Tag Archives: science

The New York Times’ history of covering (up?) breast cancer

After Roger Ebert’s death last week, I picked up The Emperor of All Maladies: A Biography of Cancer, by Siddhartha Mukherjee, which was recommended during a discussion on how the war on cancer seemed hopeless. I’m not finished with the book yet, but I can already recommend it for being one of the best medical non-fiction books I’ve ever read.

The facts in Mukherjee’s “biography of cancer” seem to indicate that “no simple, universal, or definitive cure is in sight – and is never likely to be”, but Mukherjee also believes that medical science continues to make profound progress in understanding and treating cancer. And if anything, we might be farther along had we funded cancer research with the resources and commitment it requires.
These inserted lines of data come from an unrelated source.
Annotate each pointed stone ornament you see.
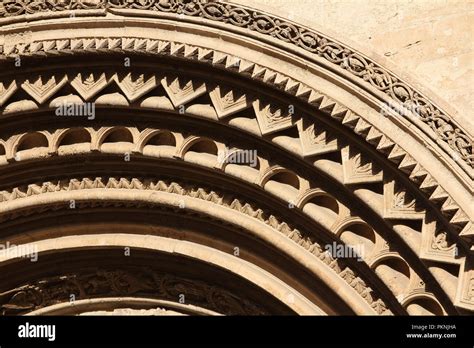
[252,99,294,135]
[114,73,159,102]
[297,118,338,156]
[209,86,251,118]
[161,76,207,107]
[21,75,67,104]
[71,72,112,101]
[341,146,383,184]
[0,80,18,106]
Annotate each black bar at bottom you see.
[0,316,474,348]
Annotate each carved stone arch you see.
[0,0,474,314]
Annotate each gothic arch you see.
[0,0,474,315]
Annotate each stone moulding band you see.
[0,0,474,168]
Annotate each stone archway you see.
[0,0,474,315]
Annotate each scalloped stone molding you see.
[0,0,474,168]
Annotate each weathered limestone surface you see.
[232,0,474,130]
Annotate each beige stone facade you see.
[0,0,474,315]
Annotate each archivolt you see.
[0,2,474,314]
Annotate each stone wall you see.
[232,0,474,130]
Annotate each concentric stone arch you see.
[0,1,473,315]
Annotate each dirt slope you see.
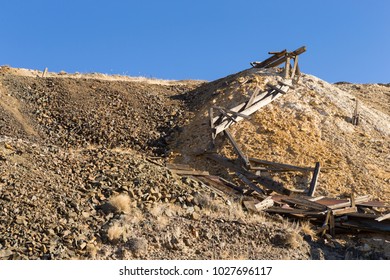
[0,67,390,259]
[174,69,390,201]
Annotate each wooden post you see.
[352,99,360,125]
[224,129,249,167]
[42,67,48,78]
[307,162,321,196]
[284,56,290,79]
[209,107,215,149]
[291,55,298,79]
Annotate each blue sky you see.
[0,0,390,83]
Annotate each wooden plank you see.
[329,211,336,237]
[42,67,48,78]
[307,196,325,201]
[169,169,210,176]
[165,163,194,170]
[282,197,327,211]
[251,50,287,68]
[214,91,270,124]
[236,172,265,195]
[375,213,390,222]
[242,200,258,212]
[307,162,321,196]
[244,87,260,110]
[224,129,249,166]
[191,176,236,199]
[215,89,280,135]
[332,206,357,216]
[255,196,274,211]
[249,158,314,172]
[216,175,244,193]
[205,154,291,195]
[284,56,291,79]
[290,46,306,56]
[212,106,249,119]
[278,81,295,89]
[291,55,299,79]
[264,207,325,218]
[317,195,370,209]
[266,83,287,94]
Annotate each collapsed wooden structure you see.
[168,47,390,236]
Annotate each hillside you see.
[0,66,390,259]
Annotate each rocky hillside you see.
[0,66,390,259]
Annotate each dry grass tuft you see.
[285,230,303,249]
[126,238,148,255]
[110,194,131,213]
[107,223,124,242]
[301,221,317,240]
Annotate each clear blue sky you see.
[0,0,390,83]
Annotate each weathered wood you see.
[249,158,314,172]
[251,50,287,68]
[282,197,327,211]
[264,207,324,218]
[352,99,360,125]
[332,206,357,216]
[165,163,193,170]
[215,86,288,135]
[375,213,390,222]
[169,169,210,176]
[236,172,265,195]
[42,67,48,78]
[197,175,241,196]
[307,162,321,196]
[307,196,325,201]
[205,154,292,195]
[267,83,287,94]
[289,46,306,56]
[317,195,370,210]
[219,177,244,193]
[242,200,258,212]
[244,87,260,110]
[255,196,274,211]
[291,55,299,79]
[189,176,231,200]
[213,88,270,124]
[224,129,249,166]
[212,106,249,119]
[329,211,336,237]
[284,56,291,79]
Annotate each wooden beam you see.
[307,162,321,196]
[165,163,193,170]
[329,211,336,237]
[42,67,48,78]
[212,106,249,119]
[282,197,327,211]
[255,196,274,211]
[291,55,299,79]
[332,206,357,216]
[251,50,287,68]
[284,56,291,79]
[169,169,210,176]
[267,83,287,94]
[249,158,314,172]
[224,129,249,166]
[236,172,266,196]
[215,87,288,135]
[244,87,260,110]
[289,46,306,56]
[375,213,390,222]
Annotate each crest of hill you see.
[174,68,390,200]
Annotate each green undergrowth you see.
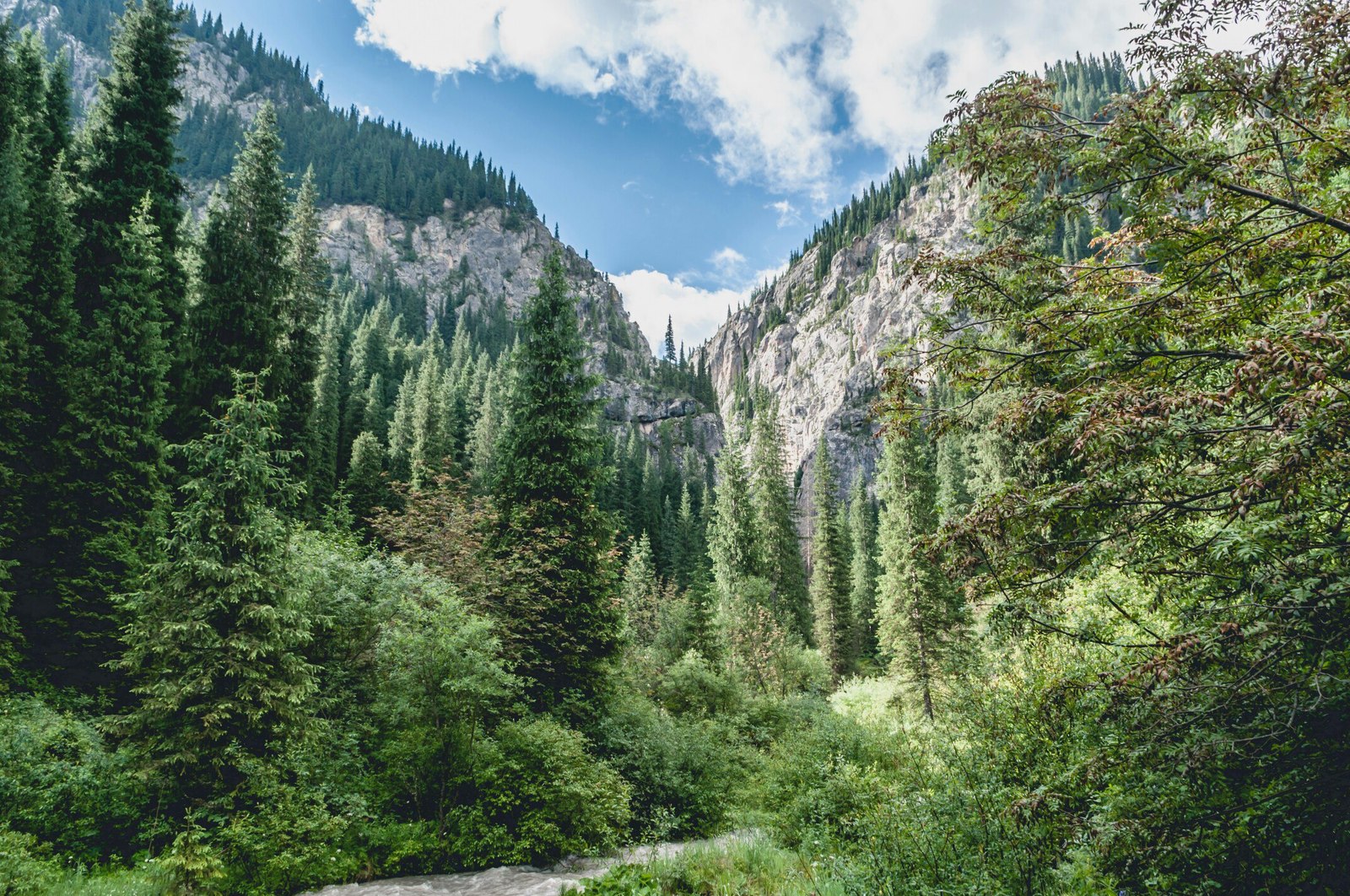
[564,837,845,896]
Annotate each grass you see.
[564,837,844,896]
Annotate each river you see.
[310,834,737,896]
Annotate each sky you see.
[197,0,1143,345]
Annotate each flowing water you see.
[312,834,736,896]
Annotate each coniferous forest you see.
[0,0,1350,896]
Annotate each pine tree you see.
[182,103,290,433]
[270,166,325,488]
[751,402,812,642]
[494,252,623,712]
[876,426,965,719]
[305,311,343,510]
[39,0,185,687]
[848,477,879,659]
[812,433,855,678]
[707,424,763,601]
[119,378,316,802]
[346,430,389,521]
[56,198,169,685]
[74,0,187,410]
[0,31,77,680]
[619,532,662,646]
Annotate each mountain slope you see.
[699,169,976,504]
[0,0,702,424]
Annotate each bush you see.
[597,695,747,840]
[0,826,62,896]
[451,718,630,866]
[216,753,370,896]
[656,650,745,716]
[0,698,147,865]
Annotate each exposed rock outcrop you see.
[695,170,976,505]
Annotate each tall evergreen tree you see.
[119,378,316,802]
[346,430,389,521]
[751,401,812,641]
[876,425,965,719]
[848,475,880,659]
[707,423,761,602]
[305,311,343,510]
[812,433,855,678]
[272,167,325,488]
[33,0,185,687]
[74,0,187,404]
[184,103,290,433]
[662,315,675,364]
[619,532,662,645]
[56,197,170,687]
[0,33,77,680]
[494,252,623,712]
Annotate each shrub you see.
[451,718,630,866]
[0,698,146,865]
[597,695,745,840]
[0,826,62,896]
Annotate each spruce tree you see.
[270,166,325,488]
[848,475,879,659]
[305,311,343,511]
[119,378,316,802]
[0,33,77,680]
[876,425,965,719]
[812,433,855,678]
[619,532,662,646]
[707,423,763,601]
[184,103,290,433]
[346,430,389,521]
[751,402,812,641]
[42,0,185,687]
[57,197,170,687]
[76,0,187,386]
[494,252,623,714]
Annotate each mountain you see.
[697,170,976,506]
[695,56,1136,510]
[0,0,702,428]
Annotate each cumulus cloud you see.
[610,268,745,348]
[353,0,1143,194]
[764,200,802,229]
[707,246,745,283]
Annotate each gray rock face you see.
[313,204,656,404]
[0,0,675,429]
[0,0,110,108]
[699,171,976,506]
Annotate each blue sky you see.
[198,0,1142,344]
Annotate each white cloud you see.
[707,246,745,283]
[764,200,802,229]
[351,0,1143,195]
[610,268,747,351]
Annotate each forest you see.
[0,0,1350,896]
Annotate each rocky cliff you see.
[0,0,720,435]
[695,170,976,506]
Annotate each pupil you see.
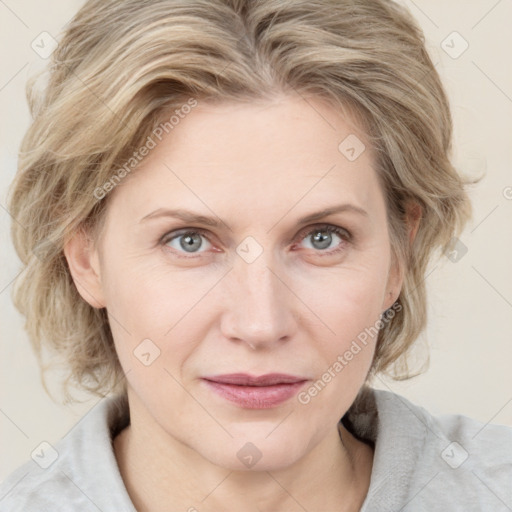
[313,231,332,249]
[180,233,201,252]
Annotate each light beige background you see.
[0,0,512,479]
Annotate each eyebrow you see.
[139,204,368,229]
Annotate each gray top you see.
[0,388,512,512]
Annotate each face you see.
[70,96,401,470]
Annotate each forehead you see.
[105,96,381,226]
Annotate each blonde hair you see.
[9,0,470,396]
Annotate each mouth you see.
[202,373,308,409]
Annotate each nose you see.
[221,252,298,350]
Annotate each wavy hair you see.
[9,0,471,397]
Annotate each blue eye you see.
[162,230,210,254]
[300,224,350,253]
[161,224,351,257]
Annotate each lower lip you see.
[203,379,306,409]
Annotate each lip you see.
[202,373,308,409]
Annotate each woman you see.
[0,0,512,512]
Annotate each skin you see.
[65,95,416,512]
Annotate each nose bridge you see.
[224,243,294,348]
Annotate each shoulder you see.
[0,397,135,512]
[353,389,512,512]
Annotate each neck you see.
[114,390,373,512]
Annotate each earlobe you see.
[64,230,106,309]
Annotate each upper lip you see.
[203,373,307,386]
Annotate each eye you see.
[161,229,211,254]
[299,224,350,254]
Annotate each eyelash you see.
[159,224,352,258]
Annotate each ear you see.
[383,201,422,311]
[64,229,106,309]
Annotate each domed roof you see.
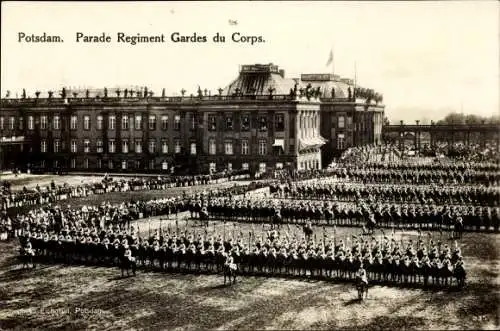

After World War 2 drained interest and funding from cancer research, Mukherjee writes, “cancer again became the great unmentionable, the whispered-about disease that no one spoke about publicly.” As an example, he retells a story from the 2001 book, The Human Side of Cancer, in which a breast cancer activist describes being shunned by the New York Times:

In the early 1950s, Fanny Rosenow, a breast cancer survivor and cancer advocate, called the New York Times to post an advertisement for a support group for women with breast cancer. Rosenow was put through, puzzlingly, to the society editor of the newspaper. When she asked about placing her announcement, a long pause followed. “I’m sorry, Ms. Rosenow, but the Times cannot publish the word breast or the word cancer in its pages. “Perhaps,” the editor continued, “you could say there will be a meeting about diseases of the chest wall.” Rosenow hung up, disgusted.

The original source for Rosenow’s story – The Human Side of Cancer, by Dr. Jimmie C. Holland – has an upbeat coda:

However, [Rosenow and her friend] persisted, and their devoted efforts resulted in what is widely known as Reach to Recovery, a worldwide support program for women with breast cancer, administered today through the American Cancer Society.

Sixty-five years after the era of the Cleaver family, we’re still having serious debates over whether mothers should be allowed to breast-feed children in public. And Lady Justice herself was shamed about her wardrobe malfunction not too long ago. That the Times, still a stodgy paper today, would be too squeamish 65 years ago to print the word “breast” seems, well, self-evident. And so Rosenow’s story has been repeated in much of the major media coverage of Mukherjee’s book, including NPR, the Boston Globe, and even the New York Times itself.

What Ms. Rosenow described may have actually happened (it’s not like she or the Times society editor had Google or Lexis-Nexis back then), but a quick search of the New York Times digital archive shows that the Times had published articles about breasts and cancer throughout the 1950s.

For example, on September 24, 1950, the Times ran a story headlined “Movie Aids Cancer Detection:”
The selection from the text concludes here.